Während Windenergieanlagen im Baurecht privilegiert sind, dass heißt einfacher geplant, genehmigt und gebaut werden können, gilt das bei Freiflächen-Photovoltaik nur für Solarparks in einem 200-Meter-Streifen entlang der Autobahnen oder von zweigleisigen Fernzug-Trassen. Außerdem genießen sogenannte Agri-PV-Anlagen bis maximal 2,5 Hektar Fläche eine Privilegierung, wenn sie in räumlicher Nähe zu Bauernhöfen stehen. Das schränkt die Planung erheblich ein, weil für alle anderen Freiflächen-Vorhaben ein Flächennutzungsplan nötig ist.

Rechtliche Grundlagen definieren

„Aus diesem Grund schlägt die Verwaltung die Entwicklung von Leitlinien vor, die als Maßstab für die Entscheidung über die Einleitung und Durchführung von Bauleitplanverfahren angewendet werden können.
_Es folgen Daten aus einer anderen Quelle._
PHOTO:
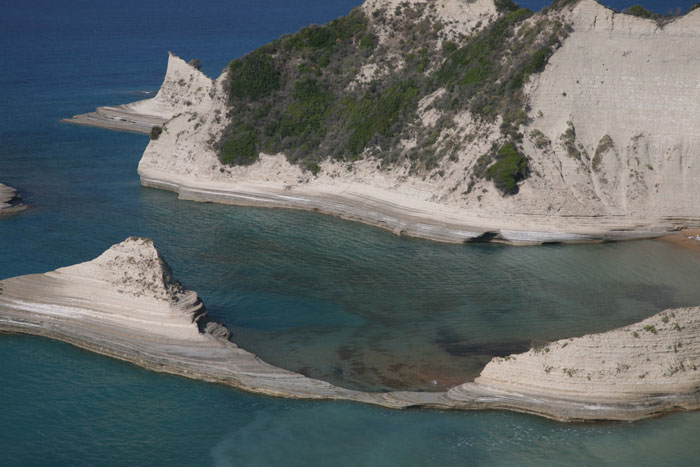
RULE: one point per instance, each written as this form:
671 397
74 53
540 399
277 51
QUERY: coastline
118 118
686 238
414 218
126 305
Die Erarbeitung der Leitlinien soll mit juristischer und planerischer Unterstützung erfolgen“, heißt es in der Verwaltungsvorlage und bedeutet übersetzt: Vorangzonen können mit Hilfe von Anwälten geplant werden.

Zu den Auswahlkriterien gehören dann Abstände zu Wohnbebauung, Naturschutz, Schutz von bestimmten ertragreichen landwirtschaftlichen Flächen wie Äckern, Geländebeschaffenheit, Erschließbarkeit durch Fahrzeuge, Anschlussmöglichkeiten. Berücksichtigt werden sollen aber auch kommunale Grundstücke. Und: bei Freiflächen PV-Anlagen gibt es gesetzliche Bestimmungen, wie die Kommunen finanziell beteiligt werden müssen. „Auf diese Weise können die Kommune und die Bevölkerung vor Ort an der Wertschöpfung der PV-Nutzung beteiligt werden“, heißt es in der Vorlage.

Kalamitätsflächen nutzen

Martin Schneider, der auch der Vorsitzende des Bauausschusses ist, kennt mehrere Interessenten, die wie Fritz Marburger in Christianseck, an anderen Stellen im Stadtgebiet Freiflächen-PV-Anlagen errichten wollen und verleiht auch der Notwendigkeit für eine Regelung Nachdruck: „Strom kann man nicht essen. Es kann nicht sein, dass wir landwirtschaftlich ertragreiche Flächen für Freiflächensolaranlagen opfern.“ Schneider weiß, dass es bereits Vorverträge geben soll. Wenn dann ein Investor mehr Pacht zahlt als ein Landwirt, verliere dieser die Flächen für die Bewirtschaftung und muss möglicherweise seinen Hof aufgeben, beschreibt Schneider ein negatives Szenario. „Es kann nicht sein, dass wir dann hier keine Milch oder Lebensmittel mehr produzieren.“

Fritz Marburger

„In Bergregionen und auf minderen Flächen sollten Solaranlagen genehmigt werden. Da können durchaus auch Schafe weiden oder Hühner gehalten werden.“

Fritz Marburger

„Die Ertragsverluste sind minimal“, entgegnet dazu Fritz Marburger. „In Bergregionen und auf minderen Flächen sollten Solaranlagen genehmigt werden“, sagt der Nebenerwerbslandwirt. Und er betont, dass die Plänen auf seinem Grund zwar keine Agri-PV-Anlage vorsehen, aber auch unter einer Freiflächenanlage sei eine landwirtschaftliche Teilnutzung möglich: „Da können durchaus auch Schafe weiden oder Hühner gehalten werden“, so Marburger.

Der Wunderthäuser Ortsvorsteher Martin Schneider bringt andere Flächen ins Spiel. Er kann sich durchaus vorstellen, abgeholzte Kalamitätsflächen, steile Hänge mit Südausrichtung für Photovoltaik zu nutzten. „Das ist aus meiner Sicht machbar“, sagt Schneider und weiß, dass es dabei Widerstände aus anderen Bereichen, wie dem Landesbetrieb Wald und Holz geben könnte.